Ils suivirent la file au milieu des hennissement des chevaux, du cliquetis des gourmettes et des mors.

Adolphine admirait l’attitude impassible des agents de police qui, d’un geste, commandaient à ces flots humains.

— Nous sommes les Hébreux, disait Joseph ; nous traversons la Mer Rouge à pied sec.

Alors ils remontèrent le boulevard sur l’autre rive. Les affiches qui tapissaient les colonnes Morris impressionnaient vivement Adolphine, ces affiches pimpantes, souriantes, effrontées qui animent la rue et font de l’œil aux passants. Elle les trouvait « décolletées ».

De fait, leur nu était loin d’être chaste.

— Non, mais regarde une fois ! Ça est tout de même fort !

Elle était stupéfaite, un peu choquée de ce dévergondage en plein vent. Mais lui, indulgent, rempli d’une aimable tolérance, il admirait ces œuvres de Chéret, de Willette ou de Guillaume. Il en expliquait la spirituelle fantaisie, la grâce, les subtiles couleurs, tout cela mis au service du commerce. Il finissait par la persuader si bien, qu’elle lui décochait un malicieux clin d’œil qui signifiait :

— Bah, je ne suis pas si prude que ça et tu sais mieux que personne jusqu’où va mon culte pour la pudeur…

Mais la foire aux merveilles recommençait au Boulevard Montmartre, et de nouveau elle s’exclamait, éblouie.

Joseph s’amusait de ses admirations de petite fille fixant sur les choses ses beaux yeux étonnés ; elle ne s’était pas figuré une ville aussi énorme, un tel étalage de richesses, une foule si animée, si dégourdie, si rayonnante. Surtout le timbre des voix la charmait comme une musique délicieuse. Parfois, elle surprenait des conversations et demeurait rêveuse, l’oreille chatouillée par cette langue alerte, colorée, cette langue sans obstacle, si facile à tout dire.
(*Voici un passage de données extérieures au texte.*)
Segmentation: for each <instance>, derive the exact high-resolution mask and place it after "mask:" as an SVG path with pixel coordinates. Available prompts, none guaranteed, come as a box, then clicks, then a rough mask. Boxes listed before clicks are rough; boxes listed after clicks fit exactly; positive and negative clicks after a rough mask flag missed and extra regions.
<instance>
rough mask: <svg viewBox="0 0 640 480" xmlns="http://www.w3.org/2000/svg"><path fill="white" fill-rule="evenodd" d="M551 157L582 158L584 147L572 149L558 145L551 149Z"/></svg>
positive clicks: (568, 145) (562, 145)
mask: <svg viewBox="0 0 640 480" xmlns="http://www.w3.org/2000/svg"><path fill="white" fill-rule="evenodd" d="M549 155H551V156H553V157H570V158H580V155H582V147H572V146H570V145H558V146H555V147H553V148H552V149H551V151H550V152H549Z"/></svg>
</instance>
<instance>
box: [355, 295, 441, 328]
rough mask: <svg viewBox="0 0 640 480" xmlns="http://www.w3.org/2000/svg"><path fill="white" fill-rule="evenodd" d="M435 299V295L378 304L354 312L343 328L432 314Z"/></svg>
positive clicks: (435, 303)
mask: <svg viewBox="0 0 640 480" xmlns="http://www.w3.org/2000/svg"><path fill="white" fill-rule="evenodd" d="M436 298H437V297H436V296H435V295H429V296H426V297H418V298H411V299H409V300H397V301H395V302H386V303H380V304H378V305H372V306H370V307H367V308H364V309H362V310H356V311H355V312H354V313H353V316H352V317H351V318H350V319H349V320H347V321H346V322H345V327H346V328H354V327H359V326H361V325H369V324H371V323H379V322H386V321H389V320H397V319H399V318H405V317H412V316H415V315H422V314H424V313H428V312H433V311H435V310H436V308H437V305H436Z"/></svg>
Du coup, les plus laids visages et les plus vieux en étaient embellis, régénérés.

— Hein ça, comme on cause bien ici !

— Hé, disait-il avec un enjouement malicieux, ce n’est pas tout à fait la langue des Posenaer et des Rampelbergh, mais c’est aussi bien…

Elle commençait à se faire lourde à son bras. Il comprit. Alors, il la poussa dans un « taxi » qui stationnait en face de la Madeleine.

Ils suivirent d’abord la rue Royale, traversèrent la place de la Concorde entre les eaux jaillissantes et l’Obélisque, pour s’engager ensuite dans les Champs Élysées où le hâtif printemps accrochait déjà de blanches girandoles au feuillage des marroniers.

Adolphine, bouche bée, regardait la tour Eiffel qui s’élançait à sa gauche, et là-bas, dressant sa masse dorée au sommet de la voie triomphale, l’Arc de l’Étoile !

Pourtant son extase n’était pas si complète qu’elle ne jetât par moment un regard anxieux sur la glace du taximètre fixé devant elle. Ce compteur impitoyable alarmait son âme de bourgeoise économe. Elle n’avait pas confiance dans la mécanique invisible de cet appareil qui lui semblait accélérer étrangement le prix de la course. Elle s’exclamait :

— Regarde une fois, on en a déjà pour un franc septante !

Mais Joseph se moquait gaîment.

Il risqua un facile calembour :

— Tiens, change de place avec moi… Comme ça, tu ne verras plus ce… verre rongeur !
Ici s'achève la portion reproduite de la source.